Rapora ilave taslak kararda ise Çerçeve Sözleşme'yi henüz imzalamamış ya da onaylamamış devletlerden herhangi bir şerh olmaksızın sözleşmeyi ve Avrupa İnsan Hakları Sözleşmesi 12 numaralı protokolü onaylamaları isteniyor.

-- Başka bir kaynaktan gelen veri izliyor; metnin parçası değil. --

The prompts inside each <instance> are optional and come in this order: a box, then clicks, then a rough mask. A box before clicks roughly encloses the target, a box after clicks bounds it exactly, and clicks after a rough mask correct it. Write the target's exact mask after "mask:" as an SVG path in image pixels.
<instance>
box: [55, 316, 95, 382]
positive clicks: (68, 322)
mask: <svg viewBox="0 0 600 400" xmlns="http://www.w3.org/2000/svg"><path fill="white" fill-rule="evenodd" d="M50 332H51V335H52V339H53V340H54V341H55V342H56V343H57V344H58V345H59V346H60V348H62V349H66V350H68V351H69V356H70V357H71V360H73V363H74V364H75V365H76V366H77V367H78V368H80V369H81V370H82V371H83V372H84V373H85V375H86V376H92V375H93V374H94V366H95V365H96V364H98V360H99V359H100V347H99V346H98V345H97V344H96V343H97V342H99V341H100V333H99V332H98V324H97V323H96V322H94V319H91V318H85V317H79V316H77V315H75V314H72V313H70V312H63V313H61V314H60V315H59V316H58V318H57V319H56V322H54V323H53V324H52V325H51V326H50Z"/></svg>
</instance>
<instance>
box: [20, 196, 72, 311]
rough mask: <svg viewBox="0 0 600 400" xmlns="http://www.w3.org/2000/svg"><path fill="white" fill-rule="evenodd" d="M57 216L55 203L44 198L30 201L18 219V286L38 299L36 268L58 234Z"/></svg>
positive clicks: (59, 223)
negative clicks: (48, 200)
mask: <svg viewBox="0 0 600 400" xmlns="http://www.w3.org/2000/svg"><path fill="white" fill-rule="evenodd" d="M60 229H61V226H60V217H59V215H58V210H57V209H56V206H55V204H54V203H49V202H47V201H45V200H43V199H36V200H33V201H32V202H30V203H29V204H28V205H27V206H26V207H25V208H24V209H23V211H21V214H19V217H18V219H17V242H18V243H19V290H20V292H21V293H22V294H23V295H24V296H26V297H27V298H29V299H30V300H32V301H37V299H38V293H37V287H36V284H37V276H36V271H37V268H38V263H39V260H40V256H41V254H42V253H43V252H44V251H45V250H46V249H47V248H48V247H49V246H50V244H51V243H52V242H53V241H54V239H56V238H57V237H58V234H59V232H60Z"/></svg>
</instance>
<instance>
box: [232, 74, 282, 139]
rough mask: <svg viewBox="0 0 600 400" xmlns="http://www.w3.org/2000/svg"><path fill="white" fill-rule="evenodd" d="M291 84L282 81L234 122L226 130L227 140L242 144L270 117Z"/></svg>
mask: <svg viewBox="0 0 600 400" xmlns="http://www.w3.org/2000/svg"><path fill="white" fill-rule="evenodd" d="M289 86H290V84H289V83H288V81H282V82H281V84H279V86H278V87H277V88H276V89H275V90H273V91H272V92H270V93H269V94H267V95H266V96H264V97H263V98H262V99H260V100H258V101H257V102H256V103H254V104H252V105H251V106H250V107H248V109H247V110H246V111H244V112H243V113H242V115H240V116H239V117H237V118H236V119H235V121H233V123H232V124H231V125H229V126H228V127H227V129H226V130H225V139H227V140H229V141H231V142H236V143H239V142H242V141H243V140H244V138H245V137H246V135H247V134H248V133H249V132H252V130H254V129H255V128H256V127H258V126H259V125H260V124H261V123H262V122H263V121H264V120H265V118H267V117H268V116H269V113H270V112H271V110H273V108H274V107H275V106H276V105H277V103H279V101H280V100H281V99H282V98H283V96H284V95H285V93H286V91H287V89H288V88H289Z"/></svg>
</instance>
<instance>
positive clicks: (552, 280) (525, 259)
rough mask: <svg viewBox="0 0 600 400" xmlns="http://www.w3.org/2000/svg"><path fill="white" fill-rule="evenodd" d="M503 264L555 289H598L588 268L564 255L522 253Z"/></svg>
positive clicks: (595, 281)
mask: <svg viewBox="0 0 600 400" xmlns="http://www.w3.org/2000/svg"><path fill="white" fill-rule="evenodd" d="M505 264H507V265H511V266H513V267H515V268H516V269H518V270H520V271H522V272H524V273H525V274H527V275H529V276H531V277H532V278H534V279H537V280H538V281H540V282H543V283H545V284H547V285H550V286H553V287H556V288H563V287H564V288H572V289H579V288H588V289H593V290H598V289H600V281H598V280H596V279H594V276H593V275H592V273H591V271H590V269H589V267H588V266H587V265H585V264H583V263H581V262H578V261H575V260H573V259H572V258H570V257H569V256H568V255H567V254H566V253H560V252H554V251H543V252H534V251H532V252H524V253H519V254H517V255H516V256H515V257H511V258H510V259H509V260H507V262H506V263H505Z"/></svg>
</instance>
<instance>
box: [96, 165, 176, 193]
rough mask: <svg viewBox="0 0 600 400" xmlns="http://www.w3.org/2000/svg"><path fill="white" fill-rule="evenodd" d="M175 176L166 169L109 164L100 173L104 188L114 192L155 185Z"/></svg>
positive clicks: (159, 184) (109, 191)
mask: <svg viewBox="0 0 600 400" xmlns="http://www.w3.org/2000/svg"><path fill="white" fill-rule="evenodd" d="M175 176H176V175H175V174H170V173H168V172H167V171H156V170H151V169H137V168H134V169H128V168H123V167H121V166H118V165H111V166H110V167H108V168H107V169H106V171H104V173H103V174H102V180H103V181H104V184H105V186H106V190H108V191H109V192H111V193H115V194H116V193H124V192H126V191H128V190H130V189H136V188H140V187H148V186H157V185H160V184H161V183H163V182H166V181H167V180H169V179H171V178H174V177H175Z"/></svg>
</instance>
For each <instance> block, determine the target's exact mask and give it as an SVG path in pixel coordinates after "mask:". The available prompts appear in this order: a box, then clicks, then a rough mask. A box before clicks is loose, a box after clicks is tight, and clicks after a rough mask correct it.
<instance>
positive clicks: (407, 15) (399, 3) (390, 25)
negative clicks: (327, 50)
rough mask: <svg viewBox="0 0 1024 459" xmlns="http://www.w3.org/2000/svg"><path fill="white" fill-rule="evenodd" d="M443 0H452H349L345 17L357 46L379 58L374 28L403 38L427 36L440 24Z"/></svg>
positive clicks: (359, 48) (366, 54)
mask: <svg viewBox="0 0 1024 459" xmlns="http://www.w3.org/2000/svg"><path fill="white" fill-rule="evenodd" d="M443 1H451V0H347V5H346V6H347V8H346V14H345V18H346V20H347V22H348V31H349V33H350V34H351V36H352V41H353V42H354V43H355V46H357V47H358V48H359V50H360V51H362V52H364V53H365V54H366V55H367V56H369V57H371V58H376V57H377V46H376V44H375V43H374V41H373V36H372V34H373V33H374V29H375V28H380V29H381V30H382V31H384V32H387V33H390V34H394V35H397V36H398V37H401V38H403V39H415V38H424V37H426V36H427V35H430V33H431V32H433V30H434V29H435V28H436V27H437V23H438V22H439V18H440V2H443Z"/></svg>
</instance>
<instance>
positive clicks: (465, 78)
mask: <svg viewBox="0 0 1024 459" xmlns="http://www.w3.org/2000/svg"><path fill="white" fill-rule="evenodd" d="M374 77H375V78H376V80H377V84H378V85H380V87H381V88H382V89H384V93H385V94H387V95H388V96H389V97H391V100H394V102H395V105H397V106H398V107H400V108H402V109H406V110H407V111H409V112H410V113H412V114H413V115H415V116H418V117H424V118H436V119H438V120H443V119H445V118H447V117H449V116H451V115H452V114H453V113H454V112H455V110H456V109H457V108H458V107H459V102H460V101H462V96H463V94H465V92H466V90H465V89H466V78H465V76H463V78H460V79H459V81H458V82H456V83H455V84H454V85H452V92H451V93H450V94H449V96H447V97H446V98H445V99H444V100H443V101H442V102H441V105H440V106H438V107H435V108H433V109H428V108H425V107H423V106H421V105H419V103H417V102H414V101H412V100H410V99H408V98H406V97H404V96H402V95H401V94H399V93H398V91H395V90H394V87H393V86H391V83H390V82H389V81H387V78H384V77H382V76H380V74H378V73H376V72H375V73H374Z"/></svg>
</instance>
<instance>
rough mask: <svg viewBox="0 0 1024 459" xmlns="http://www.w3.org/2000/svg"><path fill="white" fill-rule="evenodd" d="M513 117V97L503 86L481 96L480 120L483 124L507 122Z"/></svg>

ABTTF Başkanı Halit Habipoğlu, "3 Aralık 2018 tarihli komisyon toplantısında görüşülerek oylanan rapor öncesinde Batı Trakya Azınlığı Yüksek Tahsilliler Derneği ve İskeçe Türk Birliği ile birlikte Batı Trakya Türk heyeti olarak Strazburg'daki girişimlerimizde raportör Badea ile görüşerek Batı Trakya Türklerinin sorunlarını dile getirdik, raportörü bölgedeki güncel gelişmelerden haberdar ettik. Bu girişimlerimiz neticesinde bazı karşı çıktığımız bölümler bulunmasına rağmen raportörün Batı Trakya Türk toplumunun endişelerine raporunda yer verdiğini görmek memnun edici. Badea'nın hazırladığı raporun Ocak 2019'daki genel oturumda oylanarak kabul edilmesi öncesinde sivil toplum temsilcileri olarak Strazburg'daki girişimlerimizi sürdürerek rapora ilişkin görüş ve önerilerimizi raportöre ileteceğiz" dedi.